True.  But the size of the writes generated by the filesystems, as it
turns out, does not relate in the way you might expect to the filesystem
block size.

For example, in tls-maxphys Manuel and I have eliminated the code that
chose readahead and writebehind (clustering) I/O sizes by shifting the
filesystem blocksize (which always gave power-of-two sizes) and replaced
it with the more relaxed constraint that it must simply write full pages.

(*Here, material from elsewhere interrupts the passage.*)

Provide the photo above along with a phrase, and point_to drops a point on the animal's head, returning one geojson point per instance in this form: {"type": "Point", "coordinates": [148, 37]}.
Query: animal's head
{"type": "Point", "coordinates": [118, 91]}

So you can have a filesystem with a 4K blocksize but, if you're on a
RAIDframe RAID5 volume with 4 disks and an underlying MAXPHYS of 64K,
find yourself sending 192K transactions to RAIDframe and thus the
desired 64K to each data disk.

I don't see why -- in theory -- the log code couldn't do the analogous
thing.  Though at some point, you end up with the LFS problem -- the
need to flush partial clusters of transactions because you don't want
to let them linger uncommitted for too much time.